12.3. Troubleshooting Overcloud Creation

There are three layers where the deployment can fail:
  • Orchestration (Heat and Nova services)
  • Bare Metal Provisioning (Ironic service)
  • Post-Deployment Configuration (Puppet)
If an Overcloud deployment has failed at any of these levels, use the OpenStack clients and service log files to diagnose the failed deployment.

12.3.1. Orchestration

In most cases, Heat shows the failed overcloud stack after Overcloud creation fails:
$ heat stack-list

+-----------------------+------------+--------------------+----------------------+
| id                    | stack_name | stack_status       | creation_time        |
+-----------------------+------------+--------------------+----------------------+
| 7e88af95-535c-4a55... | overcloud  | CREATE_FAILED      | 2015-04-06T17:57:16Z |
+-----------------------+------------+--------------------+----------------------+
If the stack list is empty, this indicate an issue with the initial orchestration setup. Check your Heat templates and configuration options, and check for any error messages after running openstack overcloud deploy.

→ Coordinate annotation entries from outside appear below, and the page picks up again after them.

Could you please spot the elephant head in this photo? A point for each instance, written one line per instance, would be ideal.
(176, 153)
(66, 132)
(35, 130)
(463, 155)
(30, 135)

12.3.2. Bare Metal Provisioning

Check ironic to see all registered nodes and their current status:
$ ironic node-list

+----------+------+---------------+-------------+-----------------+-------------+
| UUID     | Name | Instance UUID | Power State | Provision State | Maintenance |
+----------+------+---------------+-------------+-----------------+-------------+
| f1e261...| None | None          | power off   | available       | False       |
| f0b8c1...| None | None          | power off   | available       | False       |
+----------+------+---------------+-------------+-----------------+-------------+
Here are some common issues that arise from the provisioning process.
  • Check the Provision State and Maintenance columns in the resulting table. Check for the following:
    • An empty table or less nodes that you expect
    • Maintenance is set to True
    • Provision State is set to manageable
    This usually indicates an issue from the registration or discovery processes. For example, if Maintenance sets to True automatically, the nodes are usually using the wrong power management credentials.
  • If Provision State is available then the problem occurred before bare metal deployment has even started.
  • If Provision State is active and Power State is power on, the bare metal deployment has finished successfully. This means the the problem occurred during the post-deployment configuration step.
  • If Provision State is wait call-back for a node, the bare metal provisioning process has not finished for this node yet. Wait until this status changes. Otherwise, connect to the virtual console of the failed node and check the output.
  • If Provision State is error or deploy failed, then bare metal provisioning has failed for this node. Check the bare metal node's details:
    $ ironic node-show [NODE UUID]
    
    Look for last_error field, which contains error description. If the error message is vague, you can use logs to clarify it:
    $ sudo journalctl -u openstack-ironic-conductor -u openstack-ironic-api
    
  • If you see wait timeout error and the node Power State is power on, connect to the virtual console of the failed node and check the output.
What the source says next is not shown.